All around America's credit union community, executives and analysts expressed to The Credit Union Journal virtual agreement over several basic points:
* The definition of what comprises "modest means" is imprecise.
* It is uncertain what data CUs should collect.
* It is also uncertain how that data should be collected.
* It is unknown if there is any existing method of data collection to jump start this process.
* Small credit unions, which serve some of these very same low-income and underserved communities, likely don't have the resources to collect and measure the data.
Steps Being Taken
Following the congressional challenge to credit unions, some steps are being taken to begin collecting the data Congress demanded.
Wai said credit unions will have to get down to the level of the individual member to assess data about who is being served best and in what manner.
He suggested that FFIEC's Home Mortgage Disclosure Act (HMDA) reports could serve as a starting point in this process as the reports list home purchases, improvements and lines of credit plus loan type and amount, project location, ethnicity, race, sex and income of the member.
Wai predicted that when the data is eventually collected it will "prove without a doubt" that CUs have been serving their members in the best way they're capable of and have always done so.
"I'm very optimistic that it will prove the point," Wai said.
North Carolina CU League President John Radebaugh echoed Wai's stance on modest means data and the best methods for supporting credit union claims.
Radebaugh said the North Carolina league is making a strong effort to collect data in time for CUNA's GAC in Washington in February of 2006.
For right now, he's asking larger North Carolina CUs and community CUs to help design a program that asks: Who? How much? How well? "We don't know. We don't have the answer to those questions," he said. "We're really in the initial steps of that. We don't have a mechanism to prove that."
Radebaugh said the question of who is of "modest means" is a particularly vexing one. He noted that the term doesn't necessarily imply someone who has a low income or who is simply poor, observing that many emergency, fire and police members could be defined as modest means in many parts of the country.
"Someone that's trying to raise a family. That's who we serve," he said.
Radebaugh said North Carolina's credit union members saved $336 million over what they would have paid had they done business solely as bank customers. But again, someone needs to be validating that claim with hard data.
"It's going to be a challenge. Who are those people saving the money? I wish someone would call me and say 'Here's how you do this'," he said with a laugh.
Looking To Massachusetts
One person who believes he has some answers is Harvard University Employees CU President Gene Foley, who has had to comply with what is essentially a state level Community Reinvestment Act in Massachusetts that requires the compliance with provisions that lending is being provided across the economic spectrum.
Foley similarly mentioned using HMDA data as a starting place for reports and recommended assigning a point person with the requisite skills to handle the project much like a full-time compliance officer.
"This is another layer of regulation, which nobody enjoys," Foley said. "It hasn't been a problem for us."
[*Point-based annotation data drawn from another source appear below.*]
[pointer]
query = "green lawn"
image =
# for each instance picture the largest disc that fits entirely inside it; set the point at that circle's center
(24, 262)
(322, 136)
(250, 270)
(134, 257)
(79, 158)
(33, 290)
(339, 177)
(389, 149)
In North Carolina, State Employees Credit Union SVP of Loan Administration Phil Greer also takes the position that credit unions have always, and will continue, to serve people of modest means.
Greer said State Employees CU has several existing programs helping lower income members, such as car loan programs for borrowers with spotty credit, and a checking account program that charges a fee of $1 per month.
"I think it's relatively easy to take a survey of fees on the deposit side," he said. "I think the solution is doing more tracking, knowing now that it is more important."
Mortgages As An Example
Greer noted that in State Employees' own first mortgage program, 49% of mortgages made were to members at or below the state's median income and that the credit union does have the data to support that experience.
Texas CU League President Richard Ensweiler, who has just ended his term as chairman of CUNA, also said he was considering just how to prove to Congress that credit unions are doing more than making claims of service to low-income markets.
Ensweiler said every credit union wants to avoid more regulation, but the big task will be getting people to track, assemble and report the proper data.
"Leagues can make suggestions but that's about it. How you put your arms around it, I don't know," he said. "But there's nothing that says you have to do it next week."
Ensweiler said the Texas CU League will stress the issue at all its upcoming conferences and meetings.
"We accept the challenge that we have to provide a better America to justify what we do," he said.